There is a certain center of gravity that revolves around the slasher cinematic genre that has always won audiences around the world. Since such narratives first hit the big screen in the 1970s and 1980s, reaching a metalinguistic peak in the 1990s, several titles have entered the catalog of moviegoers and are constantly rediscovered and revisited as a deep celebration of gore and this. which we cannot escape. Of the countless B-movies that emerged around this time, in fact, there are three that best reflect what slasher means: the “Friday the 13th”, “The Nightmare Hour” and “Scream” franchises. Few are unaware of these works – and who, as much as they think the narrative conduct is overkill, have been marked by the illustrious and murderous presence of some of the most famous serial killers of all time.
Now it’s Netflix’s turn to invest in its own saga, this time addressing legendary children’s novelist RL Stine.
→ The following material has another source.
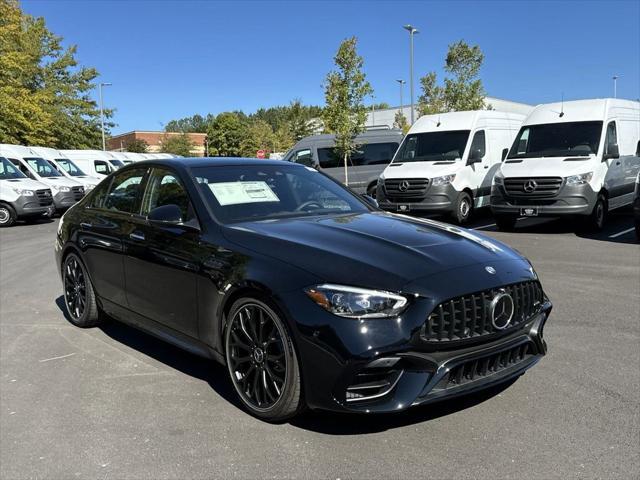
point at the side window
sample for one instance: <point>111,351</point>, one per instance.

For those unfamiliar with the name, Stine has had success with many book series including ‘Goosebumps’, ‘Shift Time’, and ‘Fear Street’. All three compilations have received film and TV versions, with the latter being recast for 2021 into a promising trilogy. Months after a long production and some details on the works, the first chapter finally made its debut on the streaming platform: titled “Street of Fear: 1994”, the story centers on the small town of Shadyside, Ohio. , dubbed the “death capital” of the United States for a constant string of murders since its founding.
Fear Street Part 1: 1994 – (Pictured) Skull mask. Creation: Netflix © 2021
It is in this emblematic context that one of the multiple plots of the feature film fits – in this case the main one: mass homicides recur, taking on a frightening dimension after a brutal massacre in the local shopping center run by one of the employees. Apparently, the tragic events are associated with the curse of the city by a witch named Sarah Fier, who swore revenge on the inhabitants and their descendants three centuries ago. And to prevent him from attacking again, our five protagonists appear: Deena (Kiana Madeira), Sam (Olivia Welch), Josh (Benjamin Flores Jr.), Kate (Julia Rehwald) and Simon (Fred Hechinger), group of friends who unite to face supernatural forces so that Sarah leaves them in peace and, above all, does not continue her reign of chaos.
From the start, ‘Rua do Medo’ is a love letter to classic slashers and, in general, it keeps its promises. Directing the film is in charge of Leigh Janiak, who has done a remarkably solid job seven years after making her debut with the mystery “Honeymoon” in 2014. Janiak clarifies that she doesn’t want to say more than necessary and that the messages are pretty clear: Deena and Sam are a lesbian couple who, between ups and downs, come together to fight Sarah’s powers and save Shadyside from another chaotic event; Simon appears as the comic escape common to all the stories of the genre; Kate is the determined and outspoken cheerleader; and Josh is the geek culture junkie who ultimately is one of the main keys to beating spirits.
There’s no denying that the film is gaining popularity with audiences accustomed to children’s tales or familiar with Stine’s literary style – and, perhaps for this reason, it lacks some elements for lack of aesthetic and rhythmic tact. The main slippage is in the exacerbated amount of intrigue and subplots taking over: Janiak is aware that each of the arcs featured must be closed, but he doesn’t seem to know how to go about it: the romantic ties. , which emerge from the first minutes, are forgotten in the midst of the conflict between life and death with which the characters are confronted; Sarah Fier’s story is presented in a frenzied and exhausting manner, especially when she is allied with the “goons” who appear without much explanation to track down those who have violated her grave; and, finally, the explanations become confused in a circular crescendo which aims at the splendor of the shock, but abandons itself obviously stereotypical.
Despite an unbalanced structure, Janiak has his own style as he goes through the welcome emulations of one of cinema’s most explosive eras. In the age of streaming, saving the cult is a smart move and works in visual terms, whether through the color scheme or the available camera resources. And while young actors captivate us with their commitment to the roles, it’s impossible to distract from the snowball that forms with so much – and little time to complete it. With the exception of a few inspired sequels, the script is awkward and predictable, heading for an expected conclusion and, for that reason, becoming a frustrating tour de force for teenagers.
Fear Street Part 1: 1994 – BENJAMIN FLORES JR. like JOSH and SKULL MASK. Cr: Netflix @ 2021
Setting the tone for the next two chapters, ‘Rua do Medo: 1994’ is indeed interesting – but we don’t know if for good or bad reasons. For lack of points that could be dealt with more cautiously, the film even manages to leave us intrigued for the sequels, but, in general, it presents itself as a breathless and monotonous adventure.